Manisa Milletvekili Selçuk Özdağ’ın basında yer alan Çal Dağı nikel madeni şirketi adına yaptığı açıklamalarını hayretler içerisinde okudum.

         AKP’nin Manisa’daki beş Milletvekilinden, dördü bu konuda hiç ses çıkarmazken, konuyu en yakından bilen Başbakan Yardımcısı Bülent Arınç 8 yıldır yorum yapmazken, Sayın Selçuk Özdağ kimin adına konuşmaktadır?

         Eski Orman Bakanı Sayın Osman Pepe; “Çal Dağı nikel madeninin çevreye ve insana zarar vermeyeceğini bilsem ruhsata imza atardım, ama atmadım, benim bileğimi bükemediler” derken, Sayın Özdağ’ın bileğini kimler bükmüştür?

         Orman ve Su İşleri Bakanı Veysel Eroğlu;Turgutlu Belediye Başkanına “İngiltere Hükümeti baskı yapıyor, sıkıştık ruhsatı vereceğiz” derken, Sayın Özdağ’ı kimler sıkıştırmıştır?

         Sayın Bülent Arınç; TBMM Başkanı iken, “bu işin doğru olmadığını, birçok eski ve yeni Dışişleri Bakanının bile devreye girdiğini” bizzat bana söylerken, Sayın Özdağ kimler adına devreye girmektedir?

         Dünyanın hiç bir yerinde sülfürik asitle açık liç usulü nikel madeni çıkarılmasına izin verilmezken,Türkiye’de neden izin verildiğini anlamak mümkün değildir.

         Kaldı ki;

Çal Dağındaki nikel madeni AKP döneminde bulunmuş değildir. 1970’li yıllarda nikel madeninin çıkarılarak ekonomiye kazandırılması düşünülmüş fakat yararından çok, zararı olacağı için proje rafa kaldırılmıştır.
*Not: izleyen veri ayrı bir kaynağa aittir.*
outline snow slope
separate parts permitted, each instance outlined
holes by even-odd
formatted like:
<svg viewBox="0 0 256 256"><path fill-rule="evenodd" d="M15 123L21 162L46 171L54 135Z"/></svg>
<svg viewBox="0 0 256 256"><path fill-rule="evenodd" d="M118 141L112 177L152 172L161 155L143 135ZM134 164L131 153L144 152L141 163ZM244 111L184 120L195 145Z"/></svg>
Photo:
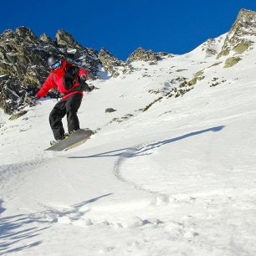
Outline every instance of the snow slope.
<svg viewBox="0 0 256 256"><path fill-rule="evenodd" d="M54 100L1 119L0 255L255 255L255 54L224 69L200 46L94 81L79 115L97 133L69 151L44 151Z"/></svg>

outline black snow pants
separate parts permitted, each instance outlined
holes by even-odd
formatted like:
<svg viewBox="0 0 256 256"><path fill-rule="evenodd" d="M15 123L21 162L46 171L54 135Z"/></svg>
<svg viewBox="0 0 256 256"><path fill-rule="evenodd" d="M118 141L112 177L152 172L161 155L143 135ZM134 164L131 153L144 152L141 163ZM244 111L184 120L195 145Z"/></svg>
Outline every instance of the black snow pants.
<svg viewBox="0 0 256 256"><path fill-rule="evenodd" d="M79 129L77 111L80 107L82 98L81 94L74 94L68 99L61 100L54 105L49 115L49 123L55 140L62 140L64 137L62 119L65 115L67 115L69 132Z"/></svg>

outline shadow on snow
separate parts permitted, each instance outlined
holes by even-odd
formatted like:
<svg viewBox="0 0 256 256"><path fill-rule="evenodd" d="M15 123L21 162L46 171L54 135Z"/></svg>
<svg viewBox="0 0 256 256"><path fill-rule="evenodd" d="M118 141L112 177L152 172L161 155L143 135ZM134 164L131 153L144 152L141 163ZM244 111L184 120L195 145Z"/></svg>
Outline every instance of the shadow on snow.
<svg viewBox="0 0 256 256"><path fill-rule="evenodd" d="M112 193L102 195L72 206L72 210L58 211L53 208L48 208L44 212L39 212L32 214L19 214L1 218L0 215L0 255L5 255L8 253L17 253L35 247L43 243L43 241L31 241L35 237L40 235L40 233L51 227L54 221L46 221L45 216L55 213L57 216L64 216L66 214L79 212L79 209L86 204L95 202L95 201L112 195ZM5 210L2 207L3 200L0 200L0 213ZM58 220L57 220L58 221ZM41 225L46 224L43 228Z"/></svg>
<svg viewBox="0 0 256 256"><path fill-rule="evenodd" d="M160 147L163 145L176 142L177 141L181 141L191 136L197 136L205 132L208 131L222 131L225 126L224 125L220 125L220 126L216 126L216 127L212 127L205 130L201 130L201 131L192 131L187 134L185 134L183 136L172 138L172 139L167 139L165 141L157 141L154 143L150 143L148 145L144 145L142 146L138 146L136 148L133 147L127 147L127 148L122 148L115 151L107 151L107 152L103 152L103 153L99 153L95 155L91 155L91 156L69 156L68 158L91 158L91 157L107 157L107 156L123 156L123 157L134 157L137 156L141 156L141 153L146 152L147 151L152 150L156 147ZM127 152L126 151L132 151L133 153L131 154L131 152Z"/></svg>

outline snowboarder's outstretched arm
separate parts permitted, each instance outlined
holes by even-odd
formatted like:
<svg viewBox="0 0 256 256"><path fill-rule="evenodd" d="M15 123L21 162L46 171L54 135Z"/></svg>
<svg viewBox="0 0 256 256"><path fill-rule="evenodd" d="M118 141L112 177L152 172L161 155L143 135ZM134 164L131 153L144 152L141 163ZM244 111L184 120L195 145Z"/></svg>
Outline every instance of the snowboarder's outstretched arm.
<svg viewBox="0 0 256 256"><path fill-rule="evenodd" d="M38 98L42 98L45 96L48 92L56 86L56 84L53 79L53 74L50 73L50 74L48 76L46 81L44 83L42 88L39 90L39 91L36 94L36 95Z"/></svg>

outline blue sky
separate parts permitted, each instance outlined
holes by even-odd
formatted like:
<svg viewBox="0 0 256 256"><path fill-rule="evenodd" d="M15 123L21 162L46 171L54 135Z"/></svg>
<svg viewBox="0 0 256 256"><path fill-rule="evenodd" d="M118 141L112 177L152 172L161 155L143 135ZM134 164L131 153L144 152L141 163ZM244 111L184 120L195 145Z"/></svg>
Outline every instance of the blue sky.
<svg viewBox="0 0 256 256"><path fill-rule="evenodd" d="M65 29L84 47L125 59L138 47L184 54L229 30L255 0L3 1L0 31L30 28L52 38Z"/></svg>

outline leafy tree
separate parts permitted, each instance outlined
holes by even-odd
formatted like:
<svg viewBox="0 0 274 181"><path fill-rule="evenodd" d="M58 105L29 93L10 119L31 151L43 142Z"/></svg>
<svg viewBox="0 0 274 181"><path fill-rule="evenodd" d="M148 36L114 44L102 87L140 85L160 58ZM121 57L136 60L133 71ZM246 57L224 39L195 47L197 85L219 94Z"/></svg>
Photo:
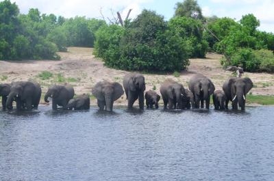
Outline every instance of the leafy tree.
<svg viewBox="0 0 274 181"><path fill-rule="evenodd" d="M203 38L201 22L188 17L175 17L169 22L170 29L184 41L184 46L190 57L204 57L208 42Z"/></svg>
<svg viewBox="0 0 274 181"><path fill-rule="evenodd" d="M186 16L203 19L201 9L196 0L184 0L182 3L177 3L175 16Z"/></svg>

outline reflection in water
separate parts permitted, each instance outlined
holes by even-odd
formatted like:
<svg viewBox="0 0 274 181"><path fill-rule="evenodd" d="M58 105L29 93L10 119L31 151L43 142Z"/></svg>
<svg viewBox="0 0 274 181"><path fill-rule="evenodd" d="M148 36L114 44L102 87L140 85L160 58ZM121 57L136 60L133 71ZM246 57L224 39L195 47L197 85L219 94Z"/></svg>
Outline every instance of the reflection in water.
<svg viewBox="0 0 274 181"><path fill-rule="evenodd" d="M273 107L0 111L0 180L273 180Z"/></svg>

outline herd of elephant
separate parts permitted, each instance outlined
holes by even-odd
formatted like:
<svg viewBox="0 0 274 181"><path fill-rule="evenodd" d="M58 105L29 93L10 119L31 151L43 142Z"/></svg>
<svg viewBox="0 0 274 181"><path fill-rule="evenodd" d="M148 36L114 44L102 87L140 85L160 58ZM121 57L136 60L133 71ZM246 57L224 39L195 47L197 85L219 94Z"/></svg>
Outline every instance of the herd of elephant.
<svg viewBox="0 0 274 181"><path fill-rule="evenodd" d="M97 99L100 110L112 111L114 102L125 92L127 107L131 109L138 100L139 108L144 109L145 98L148 109L159 107L160 96L153 90L146 89L144 76L138 73L126 74L123 85L117 82L106 81L97 83L92 89L92 95ZM162 84L160 91L164 101L164 109L184 109L210 108L210 96L213 94L215 109L228 109L229 101L232 102L232 109L240 107L245 110L246 95L253 87L249 78L230 77L223 85L223 90L215 90L212 81L201 74L192 76L188 82L189 89L182 83L168 79ZM124 92L125 90L125 92ZM0 96L2 96L3 109L12 109L12 102L16 102L17 110L37 109L40 97L41 87L33 81L18 81L10 84L0 84ZM52 109L57 110L80 110L90 108L90 98L83 94L73 98L74 89L69 85L53 85L45 95L45 101L49 102L52 98Z"/></svg>

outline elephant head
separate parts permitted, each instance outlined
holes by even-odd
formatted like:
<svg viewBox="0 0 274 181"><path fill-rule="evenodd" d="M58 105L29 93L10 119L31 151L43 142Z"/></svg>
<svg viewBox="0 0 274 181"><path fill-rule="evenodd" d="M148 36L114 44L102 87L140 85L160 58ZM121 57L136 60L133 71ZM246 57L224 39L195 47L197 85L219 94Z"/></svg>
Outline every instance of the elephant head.
<svg viewBox="0 0 274 181"><path fill-rule="evenodd" d="M168 90L169 98L171 100L174 100L174 107L178 109L183 108L183 104L182 101L182 96L185 94L185 90L183 85L180 83L173 84ZM173 109L171 107L172 105L169 105L169 109Z"/></svg>
<svg viewBox="0 0 274 181"><path fill-rule="evenodd" d="M10 92L10 85L8 83L0 84L0 96L7 96Z"/></svg>
<svg viewBox="0 0 274 181"><path fill-rule="evenodd" d="M129 80L129 87L131 91L144 92L146 89L145 77L142 74L135 74Z"/></svg>
<svg viewBox="0 0 274 181"><path fill-rule="evenodd" d="M229 81L231 87L231 96L233 102L237 102L242 109L245 109L245 96L253 87L253 82L249 78L231 79Z"/></svg>
<svg viewBox="0 0 274 181"><path fill-rule="evenodd" d="M14 82L12 83L12 86L10 87L10 94L8 96L8 100L6 102L6 107L11 109L11 105L12 105L12 101L18 98L22 98L24 92L24 87L25 83L24 82Z"/></svg>
<svg viewBox="0 0 274 181"><path fill-rule="evenodd" d="M108 111L112 111L114 102L124 94L124 91L119 83L101 81L92 88L92 93L98 101L104 102Z"/></svg>
<svg viewBox="0 0 274 181"><path fill-rule="evenodd" d="M45 94L45 102L49 102L48 98L55 98L59 96L60 89L58 85L53 85L49 88L46 94Z"/></svg>

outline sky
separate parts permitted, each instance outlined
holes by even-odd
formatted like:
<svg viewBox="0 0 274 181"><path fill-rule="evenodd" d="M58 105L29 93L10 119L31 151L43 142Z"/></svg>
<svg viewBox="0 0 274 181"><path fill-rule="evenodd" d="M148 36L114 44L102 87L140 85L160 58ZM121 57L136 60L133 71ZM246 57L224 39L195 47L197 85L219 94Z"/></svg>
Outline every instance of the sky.
<svg viewBox="0 0 274 181"><path fill-rule="evenodd" d="M1 1L2 0L0 0ZM155 10L169 20L174 15L177 2L182 0L12 0L18 5L21 13L29 8L38 8L41 13L61 15L66 18L85 16L101 18L112 18L111 10L119 11L125 17L129 9L133 9L134 18L143 9ZM239 20L242 15L253 13L260 20L259 29L274 33L274 0L198 0L204 16L230 17Z"/></svg>

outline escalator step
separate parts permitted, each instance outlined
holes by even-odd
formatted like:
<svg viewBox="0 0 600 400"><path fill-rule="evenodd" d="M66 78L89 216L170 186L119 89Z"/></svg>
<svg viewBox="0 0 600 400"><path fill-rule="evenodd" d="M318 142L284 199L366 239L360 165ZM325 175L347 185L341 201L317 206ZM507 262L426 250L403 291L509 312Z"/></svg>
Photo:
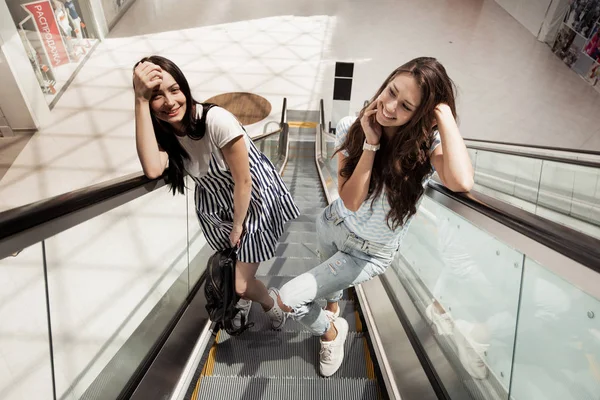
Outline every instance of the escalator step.
<svg viewBox="0 0 600 400"><path fill-rule="evenodd" d="M322 205L301 204L301 203L296 203L296 205L300 209L300 213L306 214L306 215L319 215L321 213L321 211L323 211L323 209L326 207L326 206L322 206ZM316 221L316 218L313 220L313 222L315 222L315 221Z"/></svg>
<svg viewBox="0 0 600 400"><path fill-rule="evenodd" d="M256 279L261 281L267 288L274 287L277 289L282 287L283 285L285 285L287 282L291 281L294 278L295 278L295 276L264 276L264 275L256 276ZM350 296L348 295L347 290L344 290L344 296L342 297L342 299L343 300L352 300L350 298Z"/></svg>
<svg viewBox="0 0 600 400"><path fill-rule="evenodd" d="M314 205L311 205L314 207ZM295 222L289 221L285 223L285 232L312 232L316 235L317 224L314 222Z"/></svg>
<svg viewBox="0 0 600 400"><path fill-rule="evenodd" d="M302 214L301 217L308 214ZM315 222L317 216L315 215L315 219L312 222ZM298 221L295 219L294 221ZM298 222L311 222L311 221L298 221ZM280 243L306 243L306 244L316 244L317 243L317 235L315 232L286 232L279 238Z"/></svg>
<svg viewBox="0 0 600 400"><path fill-rule="evenodd" d="M317 300L317 303L321 307L325 307L325 300ZM354 302L350 300L341 300L338 303L340 307L340 316L348 321L348 326L351 332L356 332L356 316L354 314ZM264 313L262 307L258 303L252 303L252 309L250 310L250 322L254 323L254 326L250 328L250 331L272 331L271 323L267 314ZM305 332L308 333L306 327L291 318L285 323L283 327L284 332Z"/></svg>
<svg viewBox="0 0 600 400"><path fill-rule="evenodd" d="M293 196L293 194L292 194ZM315 222L317 220L317 216L320 214L320 210L314 214L310 214L310 213L301 213L294 221L296 222ZM284 241L283 239L281 239L280 241Z"/></svg>
<svg viewBox="0 0 600 400"><path fill-rule="evenodd" d="M316 259L319 255L316 244L279 243L275 250L275 257Z"/></svg>
<svg viewBox="0 0 600 400"><path fill-rule="evenodd" d="M314 235L314 234L313 234ZM273 257L269 261L264 261L258 267L257 274L259 275L283 275L283 276L298 276L310 271L319 265L319 259L298 259L298 258L281 258Z"/></svg>
<svg viewBox="0 0 600 400"><path fill-rule="evenodd" d="M246 331L232 338L221 331L212 375L318 378L319 340L308 332ZM349 332L336 377L367 376L363 334Z"/></svg>
<svg viewBox="0 0 600 400"><path fill-rule="evenodd" d="M216 395L215 395L216 394ZM377 384L368 379L269 379L257 377L201 378L192 400L375 400Z"/></svg>

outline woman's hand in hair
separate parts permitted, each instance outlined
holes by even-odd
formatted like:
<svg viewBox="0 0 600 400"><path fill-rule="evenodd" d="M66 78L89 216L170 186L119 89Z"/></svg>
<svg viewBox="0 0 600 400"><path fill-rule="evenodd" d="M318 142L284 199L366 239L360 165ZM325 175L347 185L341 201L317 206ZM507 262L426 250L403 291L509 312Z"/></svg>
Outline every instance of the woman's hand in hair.
<svg viewBox="0 0 600 400"><path fill-rule="evenodd" d="M360 119L360 125L365 132L367 143L373 146L379 144L382 132L381 125L379 125L379 122L377 122L375 114L377 114L377 100L373 101L367 106L362 118Z"/></svg>
<svg viewBox="0 0 600 400"><path fill-rule="evenodd" d="M452 118L454 120L454 115L452 114L452 109L446 103L438 104L434 109L435 114L435 124L440 125L442 123L442 119L444 118Z"/></svg>
<svg viewBox="0 0 600 400"><path fill-rule="evenodd" d="M152 92L162 84L162 68L149 61L138 64L133 71L135 97L150 101Z"/></svg>

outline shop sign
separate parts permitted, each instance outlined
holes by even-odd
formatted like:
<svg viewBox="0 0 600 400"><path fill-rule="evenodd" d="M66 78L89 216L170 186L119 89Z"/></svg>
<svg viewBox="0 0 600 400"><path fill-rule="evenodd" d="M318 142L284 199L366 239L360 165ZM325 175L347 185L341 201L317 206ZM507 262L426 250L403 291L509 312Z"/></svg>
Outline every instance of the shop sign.
<svg viewBox="0 0 600 400"><path fill-rule="evenodd" d="M58 23L56 22L50 0L22 4L22 7L33 17L52 66L58 67L59 65L68 64L69 55L58 30Z"/></svg>

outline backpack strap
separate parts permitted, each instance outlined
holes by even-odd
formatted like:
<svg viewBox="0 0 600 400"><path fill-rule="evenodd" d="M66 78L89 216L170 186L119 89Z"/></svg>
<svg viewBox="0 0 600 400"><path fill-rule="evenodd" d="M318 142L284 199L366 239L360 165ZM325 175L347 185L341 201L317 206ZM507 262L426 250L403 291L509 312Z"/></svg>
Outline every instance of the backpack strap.
<svg viewBox="0 0 600 400"><path fill-rule="evenodd" d="M199 137L204 137L206 134L206 115L208 114L208 110L217 107L217 105L213 103L200 103L200 105L202 106L202 117L198 121L198 130L196 132L198 132Z"/></svg>

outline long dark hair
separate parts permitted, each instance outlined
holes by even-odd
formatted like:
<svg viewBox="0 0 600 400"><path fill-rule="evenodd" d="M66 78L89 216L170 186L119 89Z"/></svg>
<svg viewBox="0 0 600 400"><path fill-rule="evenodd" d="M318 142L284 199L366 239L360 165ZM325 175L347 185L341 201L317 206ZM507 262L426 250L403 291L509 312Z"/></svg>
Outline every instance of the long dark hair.
<svg viewBox="0 0 600 400"><path fill-rule="evenodd" d="M368 198L373 202L385 190L390 211L386 217L388 227L397 229L413 216L416 205L423 195L424 179L432 172L429 148L433 140L432 126L435 123L435 107L440 103L450 106L456 118L456 86L448 77L446 69L435 58L421 57L395 69L383 82L371 99L375 101L387 85L399 74L412 76L421 89L421 104L412 118L391 137L382 134L381 149L375 155ZM369 102L369 103L371 103ZM346 140L337 150L346 150L348 157L340 175L346 179L352 176L365 140L360 119L366 106L348 131Z"/></svg>
<svg viewBox="0 0 600 400"><path fill-rule="evenodd" d="M145 61L149 61L158 65L163 69L163 71L168 72L171 74L173 79L175 79L175 82L177 82L179 85L181 92L185 95L186 108L183 119L181 120L183 132L194 140L202 139L204 137L205 130L204 127L197 123L196 118L196 104L200 103L194 100L192 97L190 85L188 84L187 79L185 79L183 72L181 72L179 67L171 60L161 56L144 57L137 62L133 68L135 69L135 67ZM158 145L169 155L169 168L167 168L166 171L166 181L169 185L171 185L171 190L173 191L174 195L177 192L183 194L183 190L185 188L184 162L189 160L190 156L177 140L175 129L171 126L171 124L156 118L152 110L150 110L150 115L152 116L152 126L154 128L156 141L158 142Z"/></svg>

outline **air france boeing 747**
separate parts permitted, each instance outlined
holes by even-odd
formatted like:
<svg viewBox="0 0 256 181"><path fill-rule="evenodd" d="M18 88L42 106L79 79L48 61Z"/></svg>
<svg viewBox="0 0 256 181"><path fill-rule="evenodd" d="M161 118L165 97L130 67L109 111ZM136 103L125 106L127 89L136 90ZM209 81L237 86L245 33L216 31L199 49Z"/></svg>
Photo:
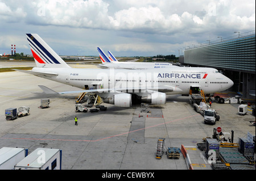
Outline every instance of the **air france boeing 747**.
<svg viewBox="0 0 256 181"><path fill-rule="evenodd" d="M39 86L47 93L94 92L105 103L129 107L134 99L162 104L166 103L166 95L189 94L191 87L200 87L205 94L210 94L224 91L233 85L232 80L213 68L72 68L38 35L26 35L36 67L31 71L16 70L81 89L78 91L56 92ZM89 90L82 90L85 88Z"/></svg>
<svg viewBox="0 0 256 181"><path fill-rule="evenodd" d="M108 57L101 48L97 47L97 50L102 63L97 65L100 68L148 69L170 68L173 66L172 64L164 62L119 62L110 51Z"/></svg>

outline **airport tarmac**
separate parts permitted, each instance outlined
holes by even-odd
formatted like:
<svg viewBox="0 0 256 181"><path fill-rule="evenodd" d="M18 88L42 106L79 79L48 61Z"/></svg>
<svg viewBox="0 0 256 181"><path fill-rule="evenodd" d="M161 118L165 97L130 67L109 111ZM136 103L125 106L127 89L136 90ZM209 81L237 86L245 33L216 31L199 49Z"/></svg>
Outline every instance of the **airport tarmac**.
<svg viewBox="0 0 256 181"><path fill-rule="evenodd" d="M169 95L165 105L151 106L151 113L141 112L140 105L125 108L106 103L105 111L75 112L78 95L50 96L38 85L57 92L78 88L18 71L0 73L0 148L24 148L28 154L38 148L61 149L63 170L187 170L181 154L176 159L155 158L159 138L165 138L166 147L187 148L194 169L211 170L196 144L211 137L213 128L233 130L235 142L248 132L255 134L249 122L255 117L251 112L238 115L238 104L213 102L220 121L212 125L204 123L189 96ZM50 99L49 108L38 108L44 98ZM22 106L30 107L30 115L6 120L6 109Z"/></svg>

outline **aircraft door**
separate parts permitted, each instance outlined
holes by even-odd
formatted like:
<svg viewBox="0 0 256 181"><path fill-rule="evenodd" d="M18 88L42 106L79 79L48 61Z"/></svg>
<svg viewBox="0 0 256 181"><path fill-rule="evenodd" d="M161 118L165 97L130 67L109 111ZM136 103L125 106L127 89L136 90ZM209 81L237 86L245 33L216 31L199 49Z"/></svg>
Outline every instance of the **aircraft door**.
<svg viewBox="0 0 256 181"><path fill-rule="evenodd" d="M65 81L66 81L66 83L69 83L69 77L66 77L65 78Z"/></svg>
<svg viewBox="0 0 256 181"><path fill-rule="evenodd" d="M176 79L176 86L179 86L180 85L180 80L178 79Z"/></svg>
<svg viewBox="0 0 256 181"><path fill-rule="evenodd" d="M209 86L208 79L205 79L205 87L208 87Z"/></svg>

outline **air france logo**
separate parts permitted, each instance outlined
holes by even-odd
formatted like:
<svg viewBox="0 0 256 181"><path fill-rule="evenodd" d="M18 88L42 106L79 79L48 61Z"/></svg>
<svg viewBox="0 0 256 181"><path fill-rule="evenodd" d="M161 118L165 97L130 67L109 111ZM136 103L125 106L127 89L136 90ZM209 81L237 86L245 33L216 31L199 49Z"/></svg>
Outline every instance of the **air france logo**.
<svg viewBox="0 0 256 181"><path fill-rule="evenodd" d="M206 78L208 74L205 74L202 78ZM159 73L158 78L201 78L200 74L174 74Z"/></svg>

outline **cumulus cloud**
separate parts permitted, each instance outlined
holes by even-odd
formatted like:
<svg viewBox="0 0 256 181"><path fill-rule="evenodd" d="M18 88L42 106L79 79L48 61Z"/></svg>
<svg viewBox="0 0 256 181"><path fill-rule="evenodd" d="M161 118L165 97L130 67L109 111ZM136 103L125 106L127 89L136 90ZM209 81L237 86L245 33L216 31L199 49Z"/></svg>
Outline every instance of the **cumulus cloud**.
<svg viewBox="0 0 256 181"><path fill-rule="evenodd" d="M19 3L19 7L11 5L12 1L2 1L0 2L0 15L5 20L19 17L18 19L22 18L31 24L152 33L173 33L188 28L190 32L193 30L205 31L210 27L218 28L218 26L214 26L218 23L222 23L223 28L239 26L243 29L247 28L247 23L249 26L255 23L255 10L250 8L250 12L243 14L244 9L238 6L241 4L242 8L249 7L255 5L254 1L245 5L239 1L221 0L180 2L131 0L122 2L122 5L119 6L119 1L106 1L26 0L26 3L24 1ZM114 6L115 9L112 9L113 15L110 15L109 7L115 3L119 4Z"/></svg>
<svg viewBox="0 0 256 181"><path fill-rule="evenodd" d="M232 36L234 31L254 30L255 5L253 0L0 0L0 20L6 24L19 23L30 31L31 27L36 32L47 30L51 36L60 35L57 29L66 39L70 31L79 34L72 35L73 39L82 35L97 42L111 35L115 37L107 39L109 45L116 40L112 47L117 50L122 47L155 51L172 45L184 47L185 42L198 44L196 41L205 41L209 34ZM105 32L100 35L100 31Z"/></svg>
Ardından Çal Dağına 2 milyon ağaç dikilmiştir. Bugün 40 yaşına gelen ağaçlar Turgutlu’nun akciğerleri olmuştur.

         Fakat maden şirketi geldikten sonra;

·       Çal Dağında 300.000 ağaç kesilerek tam bir orman katliamı yaşanmıştır. Yapılacak yeni kesimlerle katledilecek ağaç sayısı milyonları geçecektir.

·       Nikel madeninde 18 milyon ton sülfürik asit kullanılacaktır. Bunun için Gediz Ovasına dünyanın ikinci büyük sülfürik asit fabrikası kurulacaktır.

·       Gediz Nehrinden yılda 3 milyon ton su çekilerek sülfürik asitle karıştırılacak ve toprağa dökülecektir.

·       Bölgede tarım yapılamayacaktır. Nikel madeninin ömrü 15 yıl olup, toplam gelirinin 6 milyar dolar olacağı ve bunun sadece 1 milyar dolarının Türkiye’de kalacağı şirketin raporlarında yer almaktadır. Buna karşın Gediz ovasının yıllık tarımsal üretim büyüklüğü 4 milyar dolar olup,  15 yılda 60 milyar doları bulacaktır.

·       Gediz Nehri daha da kirlenecektir. Açık liç usulünde kullanılacak sülfürik asit su kaynaklarına ve akarsulara karışacaktır. Maden alanına 2 km mesafedeki Gediz Nehri bundan büyük zarar görecektir.

·       Halk asit soluyacaktır. Sülfürik asitli su buharlaşarak havaya karışacak bölgede yaşayanlar asit soluyacaklardır.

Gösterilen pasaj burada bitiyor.